Almost every AI assistant that can “see your screen” works by shipping whatever you’re looking at to a remote server. For anything sensitive on screen that’s a real privacy problem, and it means the tool is useless offline. I wanted to answer a concrete question: can a modern vision-language model run entirely client-side — inside a browser extension, on the user’s own GPU — so that screenshots and prompts never leave the machine at all?

My contribution

I built a Chrome extension that runs a vision-language model (Gemma) fully client-side using WebGPU and the ONNX Runtime, with no backend server. It supports on-screen visual Q&A — you ask a question about what’s currently on your screen — and plain text chat. I architected it as a Manifest V3 extension with three moving parts working together: an offscreen-document runtime hosting the model, adaptive image compression and resolution tiering to fit screenshots through the model efficiently, and token-by-token streaming inference so answers appear as they generate. The whole thing is built for local privacy — no telemetry, and no persisted prompts or screenshots.

Key decisions

Hosting the model in an offscreen document was the decision that made Manifest V3 workable at all. MV3 service workers are too short-lived and constrained to hold a model in memory, so I moved the model into an offscreen document as the persistent runtime and let the service worker act as the coordinator. Without that split, the extension simply couldn’t exist under current Chrome rules.

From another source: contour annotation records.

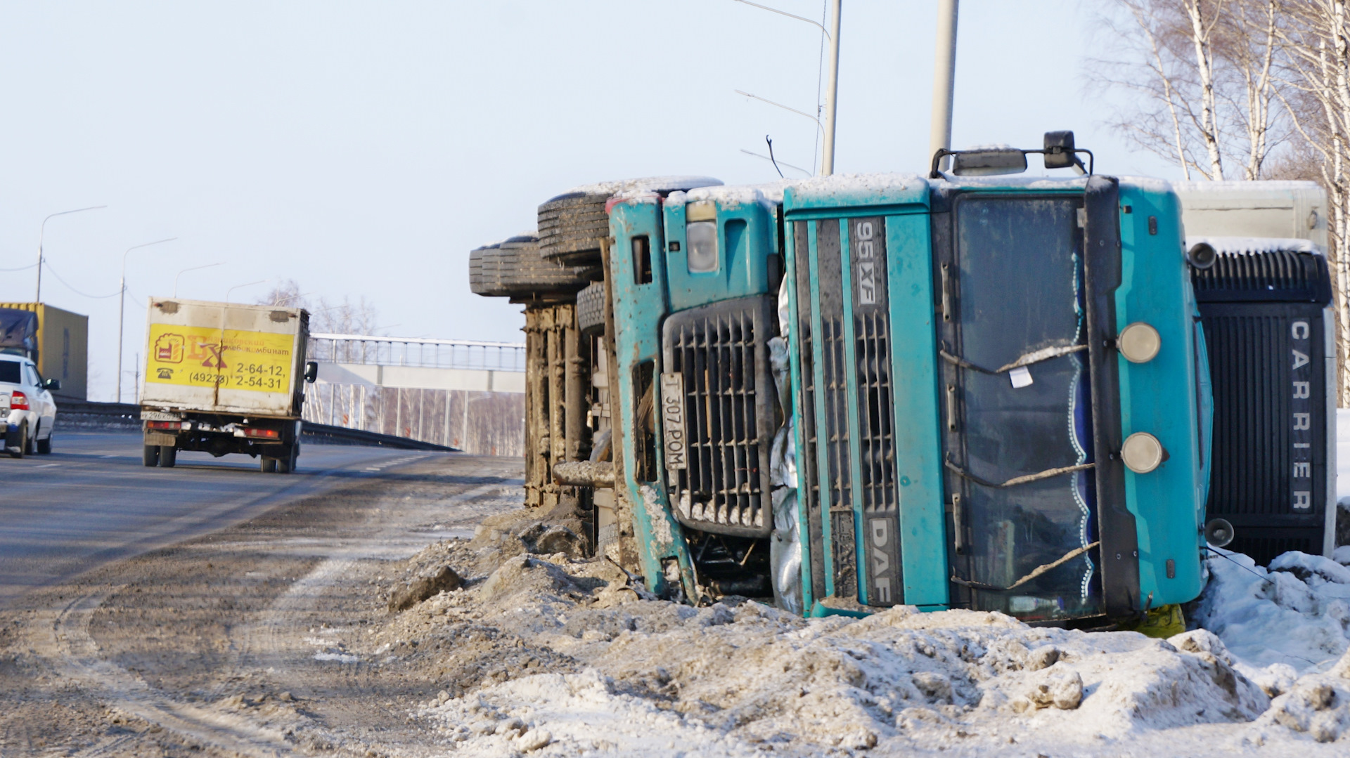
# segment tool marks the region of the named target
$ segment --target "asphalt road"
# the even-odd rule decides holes
[[[443,455],[454,453],[305,445],[289,475],[262,473],[247,456],[186,452],[174,468],[146,468],[139,434],[58,434],[51,455],[0,456],[0,607],[107,561]]]

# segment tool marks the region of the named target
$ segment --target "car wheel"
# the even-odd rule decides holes
[[[19,446],[9,450],[9,457],[22,459],[28,452],[28,422],[19,425]]]

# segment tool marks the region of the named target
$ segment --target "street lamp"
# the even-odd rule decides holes
[[[38,291],[32,295],[32,302],[42,302],[42,240],[47,236],[47,221],[55,218],[57,216],[65,216],[66,213],[80,213],[81,210],[99,210],[100,208],[108,208],[107,205],[90,205],[89,208],[76,208],[74,210],[62,210],[59,213],[53,213],[42,220],[42,229],[38,232]]]
[[[225,290],[225,302],[230,302],[230,293],[232,293],[232,291],[235,291],[235,290],[238,290],[240,287],[251,287],[254,285],[261,285],[263,282],[270,282],[270,281],[271,279],[258,279],[256,282],[248,282],[247,285],[235,285],[235,286],[230,287],[228,290]]]
[[[131,252],[134,250],[140,250],[143,247],[150,247],[153,244],[171,243],[176,239],[178,239],[178,237],[169,237],[169,239],[165,239],[165,240],[155,240],[153,243],[138,244],[138,245],[134,245],[134,247],[128,247],[127,252]],[[123,334],[123,322],[126,321],[126,316],[127,316],[127,252],[122,254],[122,285],[117,287],[117,293],[119,293],[119,297],[117,297],[117,402],[119,403],[122,402],[122,334]]]
[[[212,266],[224,266],[224,264],[225,264],[225,262],[221,260],[220,263],[208,263],[205,266],[193,266],[192,268],[184,268],[182,271],[174,274],[173,275],[173,297],[178,297],[178,276],[182,276],[188,271],[197,271],[198,268],[211,268]]]

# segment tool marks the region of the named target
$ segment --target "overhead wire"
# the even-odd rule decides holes
[[[77,294],[80,297],[86,297],[89,299],[108,299],[108,298],[115,298],[115,297],[117,297],[117,295],[122,294],[122,290],[117,290],[117,291],[112,293],[111,295],[90,295],[89,293],[77,290],[74,286],[70,285],[70,282],[62,279],[61,274],[57,274],[57,270],[51,267],[51,263],[43,260],[42,264],[47,267],[47,272],[50,272],[53,276],[55,276],[58,282],[61,282],[62,285],[65,285],[68,290],[73,291],[74,294]],[[34,266],[36,266],[36,263],[34,263]]]

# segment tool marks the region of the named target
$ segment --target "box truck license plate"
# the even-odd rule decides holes
[[[666,438],[666,468],[687,468],[683,374],[662,374],[662,434]]]

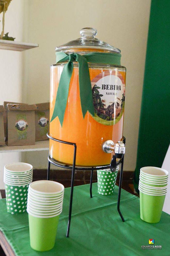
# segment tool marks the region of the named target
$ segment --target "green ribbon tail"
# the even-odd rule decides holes
[[[83,118],[87,111],[94,115],[91,85],[87,60],[84,57],[76,54],[79,64],[79,84],[81,105]]]
[[[73,63],[69,61],[64,66],[61,75],[50,122],[57,116],[62,126],[69,91],[70,83],[73,70]]]

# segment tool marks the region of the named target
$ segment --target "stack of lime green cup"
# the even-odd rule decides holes
[[[33,168],[29,164],[15,163],[4,167],[7,208],[11,214],[26,211],[28,188],[32,181]]]
[[[52,180],[38,180],[29,185],[27,211],[30,244],[35,251],[45,251],[55,244],[64,187]]]
[[[168,172],[158,167],[140,169],[139,190],[140,218],[149,223],[159,222],[167,188]]]

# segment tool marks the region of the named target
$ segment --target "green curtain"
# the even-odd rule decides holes
[[[170,24],[170,0],[152,0],[134,175],[138,191],[140,168],[161,167],[169,144]]]

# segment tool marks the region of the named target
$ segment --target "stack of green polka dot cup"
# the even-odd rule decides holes
[[[7,211],[12,214],[26,211],[29,184],[32,181],[33,168],[31,164],[16,163],[4,167]]]
[[[99,194],[105,196],[113,194],[119,168],[118,165],[116,171],[114,173],[112,172],[110,169],[97,170],[97,186]]]

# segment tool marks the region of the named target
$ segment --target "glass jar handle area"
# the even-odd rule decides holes
[[[84,28],[80,30],[80,35],[82,37],[94,37],[97,31],[93,28]]]

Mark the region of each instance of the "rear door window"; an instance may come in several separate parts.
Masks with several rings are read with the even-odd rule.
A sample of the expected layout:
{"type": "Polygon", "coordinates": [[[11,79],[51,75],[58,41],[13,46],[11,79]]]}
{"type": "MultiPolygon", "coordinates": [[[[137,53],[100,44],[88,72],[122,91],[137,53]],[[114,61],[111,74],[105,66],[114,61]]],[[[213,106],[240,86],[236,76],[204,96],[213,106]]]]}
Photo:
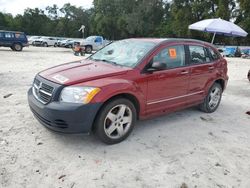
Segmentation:
{"type": "Polygon", "coordinates": [[[184,45],[164,48],[153,57],[153,62],[165,63],[167,69],[185,66],[184,45]]]}
{"type": "Polygon", "coordinates": [[[212,61],[220,59],[220,55],[211,48],[207,48],[207,52],[210,55],[212,61]]]}
{"type": "Polygon", "coordinates": [[[191,64],[202,64],[210,62],[210,58],[203,46],[190,45],[189,53],[191,64]]]}

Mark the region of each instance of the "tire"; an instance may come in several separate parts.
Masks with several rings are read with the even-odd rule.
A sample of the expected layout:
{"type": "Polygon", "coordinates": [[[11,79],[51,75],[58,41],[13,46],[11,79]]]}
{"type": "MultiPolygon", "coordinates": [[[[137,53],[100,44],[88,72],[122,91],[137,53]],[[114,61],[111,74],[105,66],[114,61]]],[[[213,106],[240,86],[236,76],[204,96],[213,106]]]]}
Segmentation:
{"type": "Polygon", "coordinates": [[[19,44],[19,43],[15,43],[15,44],[13,44],[13,46],[12,46],[11,49],[12,49],[13,51],[18,51],[18,52],[20,52],[20,51],[23,50],[23,46],[22,46],[21,44],[19,44]]]}
{"type": "Polygon", "coordinates": [[[86,52],[87,54],[91,54],[91,53],[92,53],[92,47],[91,47],[91,46],[86,46],[86,47],[85,47],[85,52],[86,52]]]}
{"type": "Polygon", "coordinates": [[[204,99],[203,103],[200,104],[200,110],[206,113],[214,112],[220,104],[221,96],[221,85],[218,83],[214,83],[214,85],[209,89],[208,95],[204,99]]]}
{"type": "Polygon", "coordinates": [[[48,45],[47,42],[44,42],[44,43],[43,43],[43,46],[44,46],[44,47],[48,47],[49,45],[48,45]]]}
{"type": "Polygon", "coordinates": [[[126,139],[134,128],[136,109],[133,103],[118,98],[105,104],[97,115],[94,133],[106,144],[117,144],[126,139]]]}

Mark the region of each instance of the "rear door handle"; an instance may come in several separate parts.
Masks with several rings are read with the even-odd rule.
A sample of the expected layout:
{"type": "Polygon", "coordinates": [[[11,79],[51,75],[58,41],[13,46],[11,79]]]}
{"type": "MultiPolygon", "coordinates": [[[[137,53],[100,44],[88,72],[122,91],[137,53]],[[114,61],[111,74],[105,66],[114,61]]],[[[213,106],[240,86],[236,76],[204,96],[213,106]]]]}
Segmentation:
{"type": "Polygon", "coordinates": [[[188,74],[189,73],[189,71],[187,71],[187,70],[183,70],[183,71],[181,71],[181,75],[185,75],[185,74],[188,74]]]}

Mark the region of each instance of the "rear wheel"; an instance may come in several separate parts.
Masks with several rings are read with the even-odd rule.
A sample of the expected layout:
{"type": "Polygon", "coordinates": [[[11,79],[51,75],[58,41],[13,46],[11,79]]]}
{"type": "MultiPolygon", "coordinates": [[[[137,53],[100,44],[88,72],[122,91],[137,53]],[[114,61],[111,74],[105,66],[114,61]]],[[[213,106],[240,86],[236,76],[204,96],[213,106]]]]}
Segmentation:
{"type": "Polygon", "coordinates": [[[133,130],[136,109],[127,99],[107,103],[95,121],[95,134],[106,144],[117,144],[126,139],[133,130]]]}
{"type": "Polygon", "coordinates": [[[250,82],[250,70],[248,71],[247,78],[248,78],[248,80],[250,82]]]}
{"type": "Polygon", "coordinates": [[[214,83],[214,85],[210,88],[208,95],[204,99],[203,103],[200,104],[200,110],[206,113],[214,112],[221,101],[222,88],[218,83],[214,83]]]}
{"type": "Polygon", "coordinates": [[[11,49],[14,50],[14,51],[20,52],[20,51],[22,51],[23,47],[22,47],[21,44],[15,43],[15,44],[13,44],[13,46],[11,47],[11,49]]]}

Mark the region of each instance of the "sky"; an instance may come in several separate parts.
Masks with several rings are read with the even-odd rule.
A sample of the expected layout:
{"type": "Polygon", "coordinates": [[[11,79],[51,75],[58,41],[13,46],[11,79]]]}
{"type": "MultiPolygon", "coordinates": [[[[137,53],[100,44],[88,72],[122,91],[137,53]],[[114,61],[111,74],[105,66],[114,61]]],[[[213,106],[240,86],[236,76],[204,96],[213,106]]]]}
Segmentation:
{"type": "Polygon", "coordinates": [[[56,4],[61,8],[65,3],[70,3],[77,7],[90,8],[93,0],[0,0],[0,11],[11,13],[12,15],[23,14],[26,8],[45,9],[47,6],[56,4]]]}

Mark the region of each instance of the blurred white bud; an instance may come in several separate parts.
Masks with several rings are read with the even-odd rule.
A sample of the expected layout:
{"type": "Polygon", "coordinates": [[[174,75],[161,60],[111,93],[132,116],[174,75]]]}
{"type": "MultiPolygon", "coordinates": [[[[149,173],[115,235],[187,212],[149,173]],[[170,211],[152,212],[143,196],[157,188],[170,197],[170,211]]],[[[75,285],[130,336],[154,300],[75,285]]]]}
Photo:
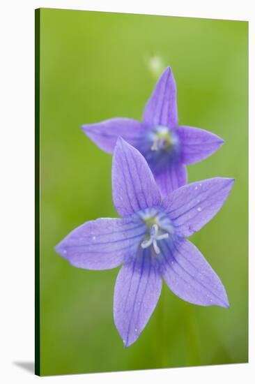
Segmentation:
{"type": "Polygon", "coordinates": [[[162,58],[160,56],[154,55],[149,57],[146,61],[153,76],[156,78],[159,77],[166,66],[162,58]]]}

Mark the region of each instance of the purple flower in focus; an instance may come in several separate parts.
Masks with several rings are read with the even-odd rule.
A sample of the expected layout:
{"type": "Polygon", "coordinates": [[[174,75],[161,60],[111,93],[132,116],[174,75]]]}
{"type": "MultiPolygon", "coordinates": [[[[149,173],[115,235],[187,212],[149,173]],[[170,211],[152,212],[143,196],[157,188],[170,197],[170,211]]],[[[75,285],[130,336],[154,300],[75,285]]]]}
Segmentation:
{"type": "Polygon", "coordinates": [[[118,136],[135,147],[146,159],[163,195],[187,184],[186,165],[208,157],[224,142],[207,131],[178,126],[176,86],[170,67],[145,106],[143,122],[115,118],[82,128],[107,152],[114,152],[118,136]]]}
{"type": "Polygon", "coordinates": [[[199,249],[185,239],[219,210],[233,184],[216,177],[162,199],[145,158],[123,139],[112,166],[113,199],[123,219],[99,219],[71,232],[56,251],[72,265],[107,269],[123,264],[116,283],[114,322],[128,346],[146,326],[162,279],[190,303],[229,307],[225,289],[199,249]]]}

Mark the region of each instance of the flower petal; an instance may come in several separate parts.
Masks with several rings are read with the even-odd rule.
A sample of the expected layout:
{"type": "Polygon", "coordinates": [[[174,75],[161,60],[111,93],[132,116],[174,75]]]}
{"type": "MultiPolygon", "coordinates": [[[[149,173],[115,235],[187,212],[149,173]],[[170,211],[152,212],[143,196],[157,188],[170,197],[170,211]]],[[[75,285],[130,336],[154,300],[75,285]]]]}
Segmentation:
{"type": "Polygon", "coordinates": [[[219,212],[233,186],[234,179],[215,177],[185,185],[162,202],[179,236],[190,236],[219,212]]]}
{"type": "Polygon", "coordinates": [[[145,128],[140,121],[117,117],[100,123],[83,125],[82,129],[101,149],[112,154],[118,136],[136,146],[145,128]]]}
{"type": "Polygon", "coordinates": [[[217,135],[199,128],[179,126],[177,133],[185,164],[194,164],[206,158],[224,143],[224,140],[217,135]]]}
{"type": "Polygon", "coordinates": [[[55,249],[79,268],[108,269],[136,252],[145,233],[145,226],[135,216],[98,219],[75,229],[55,249]]]}
{"type": "Polygon", "coordinates": [[[167,284],[177,296],[192,304],[229,307],[225,288],[199,249],[182,239],[164,242],[167,284]]]}
{"type": "Polygon", "coordinates": [[[160,193],[144,157],[122,138],[118,140],[112,165],[113,198],[121,216],[160,203],[160,193]]]}
{"type": "Polygon", "coordinates": [[[170,67],[163,72],[145,106],[144,121],[148,126],[177,126],[176,85],[170,67]]]}
{"type": "Polygon", "coordinates": [[[114,316],[125,346],[133,344],[147,324],[160,295],[162,276],[150,262],[150,249],[141,251],[118,273],[114,316]]]}
{"type": "Polygon", "coordinates": [[[187,168],[180,162],[170,164],[160,173],[155,173],[154,176],[162,196],[167,196],[187,183],[187,168]]]}

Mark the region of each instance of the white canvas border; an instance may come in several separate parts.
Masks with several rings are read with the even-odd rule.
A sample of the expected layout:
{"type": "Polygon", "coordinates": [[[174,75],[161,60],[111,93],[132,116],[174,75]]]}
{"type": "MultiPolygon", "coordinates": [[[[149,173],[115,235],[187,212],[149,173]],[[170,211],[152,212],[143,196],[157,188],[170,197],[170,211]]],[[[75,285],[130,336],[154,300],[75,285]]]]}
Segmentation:
{"type": "MultiPolygon", "coordinates": [[[[1,293],[3,383],[250,383],[254,374],[254,37],[252,2],[226,0],[9,0],[0,15],[1,293]],[[40,378],[17,365],[33,361],[34,9],[60,8],[249,21],[249,364],[40,378]],[[253,325],[253,326],[252,326],[253,325]]],[[[238,220],[238,218],[236,218],[238,220]]],[[[233,276],[238,279],[238,276],[233,276]]]]}

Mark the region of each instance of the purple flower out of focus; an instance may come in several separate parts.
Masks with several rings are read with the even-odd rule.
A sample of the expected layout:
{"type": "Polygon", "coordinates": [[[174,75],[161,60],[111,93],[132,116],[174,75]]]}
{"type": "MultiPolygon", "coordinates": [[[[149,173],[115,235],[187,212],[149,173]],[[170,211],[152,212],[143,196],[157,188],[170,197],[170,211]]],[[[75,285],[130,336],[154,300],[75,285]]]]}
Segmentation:
{"type": "Polygon", "coordinates": [[[178,126],[176,86],[170,67],[145,106],[143,122],[114,118],[82,128],[108,153],[114,152],[118,136],[135,147],[146,159],[163,195],[187,184],[186,165],[208,157],[224,142],[207,131],[178,126]]]}
{"type": "Polygon", "coordinates": [[[217,213],[233,181],[216,177],[192,183],[162,199],[144,157],[118,139],[112,189],[123,218],[88,221],[71,232],[56,251],[79,268],[123,265],[115,286],[114,317],[125,346],[137,340],[148,321],[163,279],[171,290],[190,303],[229,307],[219,277],[185,237],[217,213]]]}

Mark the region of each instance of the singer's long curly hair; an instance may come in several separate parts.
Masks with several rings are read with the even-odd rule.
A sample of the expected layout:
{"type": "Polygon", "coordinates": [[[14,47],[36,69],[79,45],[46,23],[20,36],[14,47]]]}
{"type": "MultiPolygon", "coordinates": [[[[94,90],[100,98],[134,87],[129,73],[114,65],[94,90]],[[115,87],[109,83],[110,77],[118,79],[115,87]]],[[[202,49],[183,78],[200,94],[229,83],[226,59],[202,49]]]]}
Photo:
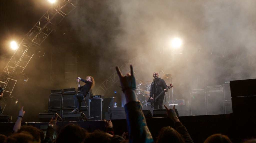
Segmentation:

Adaptive image compression and resolution tiering was the second necessity. Raw screenshots are large; feeding them at full resolution either blows past the model’s input limits or grinds to a crawl. Stepping resolution down adaptively let me trade detail for speed where the detail wasn’t needed.

Third, I chose streaming inference deliberately. A local model is slower than a datacenter one — that’s the price of privacy — and token-by-token output makes that latency feel responsive instead of frozen. It’s a UX decision as much as a technical one.

The outcome

The extension runs a vision-language model end to end in the browser, with zero server calls — a working demonstration that private, local, on-screen visual Q&A is possible on ordinary consumer hardware.

Building it taught me the real constraints of on-device inference — memory budgets, quantization, the WebGPU and ONNX toolchain, and the Manifest V3 sandbox. That’s a different and harder skill set than calling a hosted API, and it’s the part I’m proudest of.